Praxis is described by Freire as those educational efforts that disabuse students from seeking to emulate the lives of oppressors; that encourages, instead, to work toward liberating not only the oppressed but the oppressors as well, in order that they and students can see the common humanity among all.  The oppressed, using their experiences, determine what the curriculum should be to make them and their teachers both students and teachers together.  This includes viewing education as distinct from “banking” information toward developing and implementing the strategies that will lead toward true liberation.[3]
In more common language, here, the call is for action that leads to an ideal society of justice.  There are those curricular professionals who have argued that a special focus needs to be directed at the impact of race, gender, ethnicity, sexual preference as well as socioeconomic class on education with its effect on one’s quality of life, on one’s outlook on life, and on the ability of the individual to develop a truly liberated life space.[4] 
Actions spurred on by reflection and commitment to achieving these just goals constitute praxis.  More recent writers have tamed the calls for praxis that include revolution or violent overthrow of the existing order.  For example, praxis proposed by Jurgen Habermas relates to establishing “ideal speech situations” in which what is communicated is done so in a completely non-coerced environment.[5] 
Such communication allows for the search of internal contradictions and gaps so that a new interpretation of social reality can emerge.  Belief in an ideal society provides a basis by which to criticize the dominant society over the following political standard:  power relations must not oppress any groups within a society.
What should be noted is that emphasis on praxis leads to a more contextual notion of what is true.  That is, beyond the use of dialectic analysis, critical scholars use praxis to devise successful strategies by which to challenge and reform exploitive relationships through the lessons that praxis reveals. 
Not to be too philosophical, truth can be seen by what is observed around us – a capability critical thinkers question vigorously – or it can be seen from the truth held by different perspectives (an approach more in keeping with critical theory).  These varying perspectives not only determine what aspects of reality are taken into our consciousness, but also further determine what new “truths” are sought by the questions one chooses to ask. 
The central argument of the critical pedagogues is that education should be about discovering the “true” exploitive relationships that exist in capitalist societies and devising and implementing the strategies that rectify those conditions.  The main tools are language and praxis.

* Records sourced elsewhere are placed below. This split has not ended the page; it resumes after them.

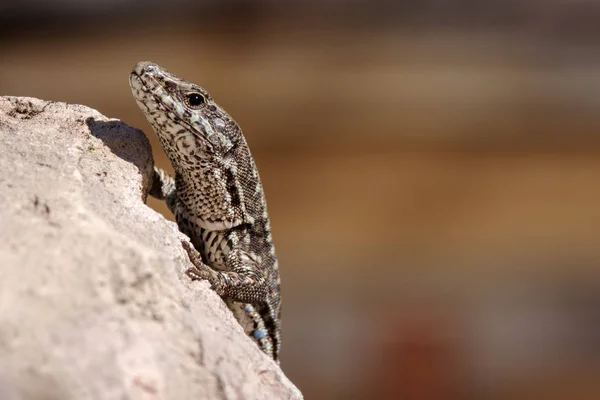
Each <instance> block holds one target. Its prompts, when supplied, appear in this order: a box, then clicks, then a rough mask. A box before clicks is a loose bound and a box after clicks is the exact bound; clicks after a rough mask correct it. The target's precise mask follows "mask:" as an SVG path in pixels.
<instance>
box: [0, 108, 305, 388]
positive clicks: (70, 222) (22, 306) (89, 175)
mask: <svg viewBox="0 0 600 400" xmlns="http://www.w3.org/2000/svg"><path fill="white" fill-rule="evenodd" d="M152 163H153V162H152V155H151V151H150V146H149V143H148V141H147V139H146V137H145V136H144V134H143V133H142V132H141V131H139V130H137V129H134V128H131V127H129V126H127V125H125V124H124V123H122V122H120V121H118V120H111V119H109V118H106V117H105V116H103V115H101V114H100V113H98V112H97V111H95V110H92V109H90V108H88V107H84V106H80V105H68V104H65V103H57V102H46V101H42V100H39V99H33V98H17V97H0V398H2V399H10V400H20V399H61V400H64V399H232V398H243V399H299V398H302V395H301V394H300V392H299V391H298V389H296V388H295V387H294V386H293V384H292V383H291V382H290V381H289V380H288V379H287V378H286V377H285V375H284V374H283V373H282V372H281V370H280V368H279V367H278V366H277V365H276V364H275V363H274V362H273V361H272V360H270V359H269V358H268V357H266V356H265V355H264V354H263V353H262V352H261V351H260V350H259V349H258V347H257V346H256V345H255V344H254V343H252V341H251V340H250V339H249V338H247V337H246V335H245V334H244V333H243V331H242V329H241V327H240V326H239V325H238V324H237V323H236V321H235V319H234V318H233V316H232V315H231V313H230V312H229V310H228V309H227V308H226V307H225V305H224V303H223V301H222V300H221V299H220V298H219V297H218V296H217V295H216V294H215V293H214V292H212V291H211V290H210V289H209V287H208V284H207V283H206V282H198V281H196V282H191V281H190V280H189V278H187V277H186V276H185V274H184V271H185V270H186V269H187V268H188V267H189V264H188V262H189V261H188V259H187V255H186V254H185V253H184V251H183V249H182V247H181V244H180V240H181V239H182V238H184V236H183V235H182V234H180V233H179V231H178V230H177V226H176V225H175V224H174V223H172V222H169V221H167V220H165V219H164V218H163V217H162V216H161V215H160V214H158V213H156V212H155V211H153V210H152V209H150V208H148V207H147V206H146V205H145V193H146V191H147V188H148V185H149V177H150V176H151V169H152Z"/></svg>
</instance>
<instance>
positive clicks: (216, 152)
mask: <svg viewBox="0 0 600 400" xmlns="http://www.w3.org/2000/svg"><path fill="white" fill-rule="evenodd" d="M129 83H130V86H131V91H132V93H133V96H134V97H135V99H136V101H137V103H138V105H139V106H140V108H141V109H142V111H143V112H144V114H145V115H146V118H147V119H148V121H149V122H150V124H151V125H152V126H153V128H154V130H155V132H156V134H157V136H158V137H159V139H160V141H161V143H162V145H163V147H164V149H165V152H167V155H168V156H169V158H170V159H171V161H172V162H174V163H176V162H178V161H179V162H180V163H181V164H182V165H181V166H182V167H185V166H186V165H189V166H193V165H195V164H198V163H200V162H206V161H209V160H210V159H214V158H218V157H222V156H223V155H224V154H226V153H228V152H229V151H230V150H231V149H232V148H233V147H234V146H235V145H236V143H237V142H238V141H239V140H240V138H241V137H242V132H241V130H240V128H239V126H238V125H237V123H236V122H235V121H234V120H233V119H232V118H231V117H230V116H229V115H228V114H227V113H226V112H225V111H224V110H223V109H222V108H221V107H219V105H218V104H216V103H215V102H214V100H213V98H212V96H211V95H210V93H208V92H207V91H206V89H204V88H202V87H200V86H198V85H196V84H193V83H190V82H187V81H185V80H183V79H181V78H178V77H177V76H175V75H173V74H171V73H169V72H168V71H167V70H165V69H163V68H161V67H159V66H158V65H156V64H153V63H150V62H147V61H142V62H139V63H138V64H137V65H136V66H135V67H134V68H133V70H132V72H131V75H130V77H129Z"/></svg>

[1] Raymond A. Morrow and Carlos A. Torres, Social Theory and Education: A Critique of Theories of Social and Cultural Reproduction (New York, NY: State University of New York Press, 1995).

[2] Richard B. Bellamy, “Labriola, Antonio,” The Blackwell Encyclopedia of Political Thought, ed. David Miller (Cambridge, MA:  Blackwell Publisher, 1996), 272-273, 273.

[3] Paulo Freire, Pedagogy of the Oppressed (New York, NY:  Continuum Publishing Company. 1999).

[4] William H. Schubert, Curriculum: Perspective, Paradigm, and Possibility (New York,NY: MacMillan Publishing Company, 1986).

[5] Michael Pusey, Jurgen Habermas (London: Routledge, 1993).  Habermas' theoretical work is not limited to speech. He presents a highly-sophisticated model which incorporates ideas from Marx to Parsons.